Mersin'in Silifke ilçesinde 1936'da dünyaya gelen sanatçı, 47 yılı aşkın süren sanat yaşamında oratoryo, opera, operet ve müzikli oyun 30'dan fazla eserin başrolünde yer aldı, kendisi için bestelenen veya düzenlenen eserlerin de dahil olduğu birçok eseri ise dünyada ve Türkiye'de ilk kez seslendirdi.
Münir Nurettin Selçuk'un Türk Müziği Konservatuvarında öğrencisi olan sanatçı,1962'de korist olarak girdiği İstanbul Şehir Operası'nda 1965'te solist oldu ve 1970'te kapanıncaya kadar da baştenor olarak görevini sürdürdü. 1980'de "Deutsche Oper Berlin"de bir süre çalışan Uras, ünlü orkestra şefleri ve Leyla Gencer'le opera eğitimini sürdürdü.
Türkiye'deki etkinliklerinin yanı sıra, Avrupa'nın birçok ülkesinde opera, resital, senfonik konser ve oratoryo performanslarında yer aldı. Başta Otello, Aida, Il Travatore, Andre Chenier, Turandot, Carmen, Cavalleria Rusticana ve I Pagliacci operaları olmak üzere 30'un üstünde başrol oynadı.1992'den beri İTÜ Devlet Konservatuvarı'nda Öğretim Görevlisi olarak çalışan Uras, Tosca'dan Heybeli'ye, Tura Şarkıları ve Yunus Emre albümlerinin kayıtlarında yer aldı.
Sanatçı, 1973'de katıldığı İstanbul Devlet Operası'ndaki görevini 2003 yılında bırakarak emekli oldu.
1973’ten 2003’e kadar, tam otuz sene boyunca İstanbul Devlet Opera ve Balesinde tenor ses için yazılmış hemen hemen tüm önemli rolleri seslendirdi Erol Uras. Başrolde oynadığı eser sayısı 30’un üzerindeydi. ‘Othello’, ‘Aida’, ‘Il Trovatore’, ‘Turandot’, ‘Carmen’, ‘Maça Kızı’, ‘Cavalleria Rusticana’, ve ‘I Pagliacci’ bunlardan sadece birkaçı…
Türk musikisi de Erol Uras’ın hayatında önemli bir yere sahipti. Yaşamında operadan önce Türk musikisi vardı ve çok da seviyordu bu müziği. Kim bilir belki de o özgün ve renkli yorumunda Türk musikisi geçmişinin de katkısı vardı. Klasik opera tekniğini etkilemesin diye uzun zaman Türk müziği şarkıları icra etmedi, bununla birlikte türküleri çoksesli olarak yorumladığı konserler verdi.

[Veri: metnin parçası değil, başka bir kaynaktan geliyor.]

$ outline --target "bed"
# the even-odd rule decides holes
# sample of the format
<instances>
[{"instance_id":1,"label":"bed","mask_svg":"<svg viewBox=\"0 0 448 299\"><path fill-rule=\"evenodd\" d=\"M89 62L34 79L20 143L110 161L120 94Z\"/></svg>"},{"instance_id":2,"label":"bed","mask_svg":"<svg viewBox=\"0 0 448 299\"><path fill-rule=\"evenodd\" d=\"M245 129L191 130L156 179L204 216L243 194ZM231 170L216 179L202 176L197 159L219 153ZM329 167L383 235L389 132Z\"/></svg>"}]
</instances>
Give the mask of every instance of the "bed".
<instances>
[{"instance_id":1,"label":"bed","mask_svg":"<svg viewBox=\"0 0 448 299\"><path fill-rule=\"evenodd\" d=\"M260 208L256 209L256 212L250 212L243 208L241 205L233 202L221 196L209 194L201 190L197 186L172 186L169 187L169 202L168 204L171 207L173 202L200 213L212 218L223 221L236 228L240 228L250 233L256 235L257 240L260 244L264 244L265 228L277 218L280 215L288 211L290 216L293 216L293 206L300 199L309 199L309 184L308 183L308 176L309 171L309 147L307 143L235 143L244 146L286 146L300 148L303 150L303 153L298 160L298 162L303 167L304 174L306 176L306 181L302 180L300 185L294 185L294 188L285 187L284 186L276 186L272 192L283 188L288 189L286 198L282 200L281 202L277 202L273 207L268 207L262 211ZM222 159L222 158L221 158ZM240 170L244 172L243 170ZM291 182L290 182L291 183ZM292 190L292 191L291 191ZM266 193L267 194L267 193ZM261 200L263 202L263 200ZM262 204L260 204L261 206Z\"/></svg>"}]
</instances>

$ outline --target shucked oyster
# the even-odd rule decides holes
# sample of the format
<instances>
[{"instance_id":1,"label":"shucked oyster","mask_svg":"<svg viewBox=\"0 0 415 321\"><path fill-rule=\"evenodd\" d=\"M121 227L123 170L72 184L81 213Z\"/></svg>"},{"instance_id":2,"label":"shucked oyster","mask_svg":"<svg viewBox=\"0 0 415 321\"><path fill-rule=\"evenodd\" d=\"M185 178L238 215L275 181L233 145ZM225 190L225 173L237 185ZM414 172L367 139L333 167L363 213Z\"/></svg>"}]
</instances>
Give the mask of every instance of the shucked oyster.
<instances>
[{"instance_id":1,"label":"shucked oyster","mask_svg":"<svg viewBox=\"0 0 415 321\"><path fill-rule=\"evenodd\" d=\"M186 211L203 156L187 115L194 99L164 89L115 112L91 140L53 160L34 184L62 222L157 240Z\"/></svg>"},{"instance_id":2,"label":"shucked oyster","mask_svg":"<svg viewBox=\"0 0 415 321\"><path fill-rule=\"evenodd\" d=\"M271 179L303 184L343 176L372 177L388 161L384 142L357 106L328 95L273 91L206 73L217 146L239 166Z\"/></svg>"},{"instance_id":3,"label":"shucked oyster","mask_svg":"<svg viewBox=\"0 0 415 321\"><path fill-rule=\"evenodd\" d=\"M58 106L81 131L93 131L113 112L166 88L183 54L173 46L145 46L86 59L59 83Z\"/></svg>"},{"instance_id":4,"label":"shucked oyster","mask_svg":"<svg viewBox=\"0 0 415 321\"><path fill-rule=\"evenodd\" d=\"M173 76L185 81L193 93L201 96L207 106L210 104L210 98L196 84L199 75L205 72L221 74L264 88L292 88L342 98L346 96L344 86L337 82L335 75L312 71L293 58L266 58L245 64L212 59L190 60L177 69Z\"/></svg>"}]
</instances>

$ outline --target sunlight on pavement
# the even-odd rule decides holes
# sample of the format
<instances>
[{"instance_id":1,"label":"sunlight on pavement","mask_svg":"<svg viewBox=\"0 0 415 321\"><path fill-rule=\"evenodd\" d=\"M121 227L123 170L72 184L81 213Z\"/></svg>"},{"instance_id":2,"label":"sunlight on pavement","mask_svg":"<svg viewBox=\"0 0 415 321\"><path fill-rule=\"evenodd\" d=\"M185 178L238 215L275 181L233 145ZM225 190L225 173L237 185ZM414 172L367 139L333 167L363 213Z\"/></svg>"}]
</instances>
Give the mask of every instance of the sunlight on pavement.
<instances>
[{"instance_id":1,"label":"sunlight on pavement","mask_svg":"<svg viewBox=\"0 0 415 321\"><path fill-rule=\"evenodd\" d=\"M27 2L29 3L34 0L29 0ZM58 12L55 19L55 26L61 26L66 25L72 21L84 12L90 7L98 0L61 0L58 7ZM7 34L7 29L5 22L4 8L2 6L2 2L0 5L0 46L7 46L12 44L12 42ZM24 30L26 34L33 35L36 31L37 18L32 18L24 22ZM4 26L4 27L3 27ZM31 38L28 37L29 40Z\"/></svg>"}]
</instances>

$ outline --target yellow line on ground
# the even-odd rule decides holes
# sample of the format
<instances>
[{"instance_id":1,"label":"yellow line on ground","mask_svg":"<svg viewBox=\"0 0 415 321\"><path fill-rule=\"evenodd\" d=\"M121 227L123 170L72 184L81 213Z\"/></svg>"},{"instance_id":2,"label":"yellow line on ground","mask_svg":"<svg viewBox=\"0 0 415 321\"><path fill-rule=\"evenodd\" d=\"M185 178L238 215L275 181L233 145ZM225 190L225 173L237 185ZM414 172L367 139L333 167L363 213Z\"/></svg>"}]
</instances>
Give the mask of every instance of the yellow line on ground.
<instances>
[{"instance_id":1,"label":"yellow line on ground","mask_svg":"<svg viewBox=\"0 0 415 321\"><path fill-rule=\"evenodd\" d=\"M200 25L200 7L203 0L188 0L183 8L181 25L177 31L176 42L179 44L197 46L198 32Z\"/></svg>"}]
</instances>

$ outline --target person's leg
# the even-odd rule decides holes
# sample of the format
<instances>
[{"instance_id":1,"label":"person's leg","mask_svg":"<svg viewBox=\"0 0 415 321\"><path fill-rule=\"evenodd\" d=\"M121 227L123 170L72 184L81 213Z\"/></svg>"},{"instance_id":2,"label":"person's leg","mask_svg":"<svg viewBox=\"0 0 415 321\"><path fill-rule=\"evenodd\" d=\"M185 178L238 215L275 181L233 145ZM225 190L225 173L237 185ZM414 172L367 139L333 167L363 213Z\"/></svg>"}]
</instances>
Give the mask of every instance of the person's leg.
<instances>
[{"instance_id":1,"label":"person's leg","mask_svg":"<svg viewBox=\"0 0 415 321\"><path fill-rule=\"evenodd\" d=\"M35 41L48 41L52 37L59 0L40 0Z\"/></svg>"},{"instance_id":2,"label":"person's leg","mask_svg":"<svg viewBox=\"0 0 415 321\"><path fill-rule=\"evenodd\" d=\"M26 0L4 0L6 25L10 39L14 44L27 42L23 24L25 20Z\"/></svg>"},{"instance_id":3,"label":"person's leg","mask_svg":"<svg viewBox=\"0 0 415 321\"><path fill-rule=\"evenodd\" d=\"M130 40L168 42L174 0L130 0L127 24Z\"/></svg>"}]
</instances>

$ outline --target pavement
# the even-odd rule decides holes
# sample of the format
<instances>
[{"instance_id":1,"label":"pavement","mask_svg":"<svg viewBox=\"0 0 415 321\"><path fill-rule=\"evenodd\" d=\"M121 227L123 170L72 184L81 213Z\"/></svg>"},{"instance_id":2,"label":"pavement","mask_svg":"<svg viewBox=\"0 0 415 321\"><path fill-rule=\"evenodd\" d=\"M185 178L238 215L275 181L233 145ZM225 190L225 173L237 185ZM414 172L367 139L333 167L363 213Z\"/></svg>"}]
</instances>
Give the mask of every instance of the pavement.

Artık tekniğini etkilemeyeceğini düşündüğü noktada Türk müziği eserlerini de seslendirmeye başladı. 1993’te kurduğu bir kadınlar orkestrasıyla İstanbul üzerine Türk ve Batı müziği eserleri seslendirdi. Bu proje çok sevildi ve aynı konseptte pek çok konser verdi. Berlin’de verdiği ‘Tosca’dan Kalamış’a konseri çok ses getirdi. Akabinde İş Bankası katkılarıyla ‘Tosca’dan Heybeli’ye albümü yayımlandı.
Emekli olduktan sonra da zaman zaman başrolde yer almaya devam eden sanatçı, Tango Turco adlı bir albüme de imza attı.
12 Nisan 2021 akşamı 85 yaşında koronavirüs hastalığından vefat etti.